Quantum Mechanics. Two-semester required quantum-mechanics course taught to senior students majoring in Physics, at the Federal University of Juiz de Fora. For this course we followed Park's quantum mechanics textbook, but included extra material from Cohen-Tannoudji, Diu & Laloe, Schiff, and from Peres. I taught this course twice, over a period of four semesters.

Statistical Mechanics. A one-semester course required for students majoring in Physics. This course is taught at the level of Reiff, and covers the basic of statistical mechanics.

Quantum Optics. One semester Quantum Optics course for physics graduate students at the UFJF/UFMG joint graduate program. We were mainly interested in the properties of the quantized Electromagnetic Field that are considered purely quantum mechanical properties, as for example squeezed states or quantum mechanical correlations for entangled states. This course was taught jointly with Prof. J. P. R. F. de Mendonca.

Research on Physics Education. A one-semester course aimed at senior students from our physics teaching certification program. We covered basic topics in physics education, with particular emphasis to misconceptions in physics and evaluation, as well as active engagement methods in physics education and how to implement them in a classroom.

Physics of the Brain. A one-semester course aimed at senior students interested in biophysics and physics of the brain. In this course we started with detailed analysis of the physico-chemical processes that lead to a membrane potential in a cell. After that, we described the models for the action potential in neurons. From the behavior of individual neurons, we showed neural network models that could model associative memory. At the end of the course, we discussed measurments of macroscopic collective behavior of neurons, like EEG and MEG. This course was taught jointly with Professor José Paulo R. F. de Mendonça. .

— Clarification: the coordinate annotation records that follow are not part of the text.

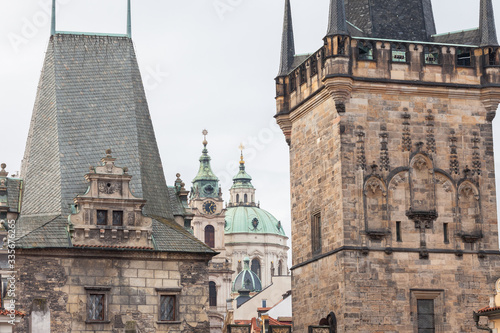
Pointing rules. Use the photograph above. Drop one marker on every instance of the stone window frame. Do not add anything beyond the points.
(169, 292)
(438, 296)
(316, 232)
(92, 290)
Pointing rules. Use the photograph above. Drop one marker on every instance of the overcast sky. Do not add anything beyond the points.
(206, 64)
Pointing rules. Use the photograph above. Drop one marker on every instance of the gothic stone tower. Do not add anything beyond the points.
(394, 225)
(208, 222)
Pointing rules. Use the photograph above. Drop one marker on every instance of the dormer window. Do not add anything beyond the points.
(102, 217)
(118, 218)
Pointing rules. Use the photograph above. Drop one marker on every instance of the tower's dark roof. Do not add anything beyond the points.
(487, 26)
(287, 42)
(90, 98)
(392, 19)
(337, 24)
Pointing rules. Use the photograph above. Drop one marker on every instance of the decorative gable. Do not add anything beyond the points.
(108, 214)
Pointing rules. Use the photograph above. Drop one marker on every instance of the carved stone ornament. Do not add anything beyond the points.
(110, 187)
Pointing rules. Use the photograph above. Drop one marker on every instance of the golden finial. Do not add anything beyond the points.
(241, 147)
(205, 133)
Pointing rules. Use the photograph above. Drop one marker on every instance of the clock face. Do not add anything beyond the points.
(209, 207)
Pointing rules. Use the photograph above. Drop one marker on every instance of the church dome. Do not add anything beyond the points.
(247, 280)
(248, 219)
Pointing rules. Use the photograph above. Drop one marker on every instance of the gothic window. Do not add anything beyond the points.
(256, 267)
(102, 217)
(431, 55)
(463, 57)
(210, 236)
(168, 308)
(117, 218)
(97, 303)
(399, 53)
(96, 307)
(316, 233)
(365, 50)
(425, 310)
(212, 293)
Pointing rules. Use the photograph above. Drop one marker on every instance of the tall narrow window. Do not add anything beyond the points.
(167, 308)
(118, 218)
(212, 293)
(316, 233)
(445, 233)
(256, 267)
(102, 217)
(425, 311)
(210, 236)
(398, 232)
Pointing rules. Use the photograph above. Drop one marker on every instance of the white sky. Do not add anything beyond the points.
(202, 69)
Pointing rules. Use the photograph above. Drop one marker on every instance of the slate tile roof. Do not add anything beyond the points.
(91, 98)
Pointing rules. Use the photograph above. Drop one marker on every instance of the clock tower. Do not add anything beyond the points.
(208, 225)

General Relativity and Cosmology. A one-semester Gravitation course for senior students majoring in Physics. This was an introductory course in General Relativity, with a strong geometrical approach. During the semester, we made an effort to cover most of the interesting solutions to Einstein's field equations, including the Schwartzchild solution, the Friedman cosmological solution, and also gravitational wave solutions.

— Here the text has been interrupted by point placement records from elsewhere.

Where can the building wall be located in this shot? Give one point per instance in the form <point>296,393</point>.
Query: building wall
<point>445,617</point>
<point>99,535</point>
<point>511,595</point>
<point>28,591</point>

Foundations of Quantum Mechanics. This was a course aimed at senior or graduate students that already completed at least a semester of quantum mechanics. We covered topics like the measurement problem, decoherence, consistent histories, Bell's inequalities and the GHZ theorem, contextuallity vs. nonlocality, and quantum computation. Alternative interpretations to the Copenhagen interpretation were also discussed, as well as its advantages and problems.

Special Relativity. A one semester introductory course in special relativity, with particular emphasis to its geometrical interpretation. This course was aimed at freshmen students and up, and followed Taylor & Wheeler's Spacetime Physics.

Stanford University

AP Mechanics. This is the AP Physics: Mechanics course that I help develop at the Extension Program for Gifted Youth (EPGY) at Stanford University. This is a distance-learning computer-based course aimed at gifted students that cannot have access to this course at their school. I was responsible for writing the computer lessons and, at the software's initial stage of development, I was responsible to give supplemental lectures to students. I was also the responsible for tutoring remotely the students. I tutored and developed the course over a period of two years.

AP Electricity & Magnetism. An AP: Electricity & Magnetism course that I helped develop at EPGY. My work was similar to that that I made with the Mechanics AP course at EPGY, described above. I tutored and developed this course over a period of one year.